En l’espèce, au regard du dossier médical de Monsieur [V], du compte-rendu d’opération et de la gravité de ses blessures, qui ne sont pas contestables, il sera fait droit à sa demande de provision formulée à hauteur de 30 000 €, à titre de provision à valoir sur l’indemnisation de son préjudice.
Si monsieur [V] communique aux débats son contrat d’assurance le liant à la MATMUT, il n’en demeure pas moins qu’en l’absence de la détermination des préjudices qui sont couverts par ce contrat d’assurance et de son articulation avec les dispositions de la loi du 5 juillet 1885, il y a lieu de considérer qu’il ne justifie pas, à ce stade de la procédure, de l’existence d’une obligation certaine pesant sur cette dernière à son égard.
Dès lors, la société L’OLIVIER ASSURANCE sera condamnée à payer à monsieur [V] la somme provisionnelle de 30 000 €, à titre de provision à valoir sur l’indemnisation de son préjudice et monsieur [V] sera débouté de sa demande de paiement d’une provision à l’égard de la société MATMUT.
Sur les autres demandes
Le juge des référés est tenu de statuer sur les dépens (Cass. 2e civ., 22 oct. 2015, n° 14-24.848, Bull. 2016, n° 838, 2e Civ., n° 388).
La partie défenderesse à une demande d’expertise ordonnée sur le fondement de l’article 145 du code de procédure civile ne peut être considérée comme la partie perdante au sens des articles 696 et 700 du même code (Cass. 2e civ., 10 févr. 2011, n° 10-11 774, Bull. 2011, II, n° 34).
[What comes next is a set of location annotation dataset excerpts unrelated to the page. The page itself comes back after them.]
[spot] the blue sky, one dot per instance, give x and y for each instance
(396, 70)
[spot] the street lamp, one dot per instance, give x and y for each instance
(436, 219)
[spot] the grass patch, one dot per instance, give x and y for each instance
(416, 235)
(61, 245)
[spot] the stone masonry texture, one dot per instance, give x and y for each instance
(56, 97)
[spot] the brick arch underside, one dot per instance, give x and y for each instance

La demanderesse sera donc tenue aux dépens.
Des considérations d’équité, inhérentes à la nature du litige et au stade procédural auquel il se trouve, commandent d’écarter l’application des dispositions de l’article 700 du code de procédure civile au profit de l’une ou l’autre des parties.
PAR CES MOTIFS
Nous, Estelle JOND-NECAND, Présidente, statuant par décision mise à disposition au greffe, par décision réputée contradictoire et en premier ressort,
AU PRINCIPAL, renvoyons les parties à se pourvoir ainsi qu’elles aviseront, mais dès à présent, tous droits et moyens étant réservés ;
ORDONNONS une expertise confiée au docteur [U] [T] 28019 Centre hospitalier Louis Pasteur 4 rue Claude Bernard 28630 Le Coudray Tél : 02 37 30 30 30, mail : jlandru@ch-chartres.fr;:
*Convoquer les parties
*Entendre contradictoirement les parties, leurs conseils convoqués ;
*Recueillir toutes informations orales ou écrites des parties ;
*Se faire communiquer puis examiner tous documents utiles ; répondre aux observations des parties
*Examiner Monsieur [R] [V] et décrire les lésions imputables aux faits dont il a été victime le 16 juillet 2023.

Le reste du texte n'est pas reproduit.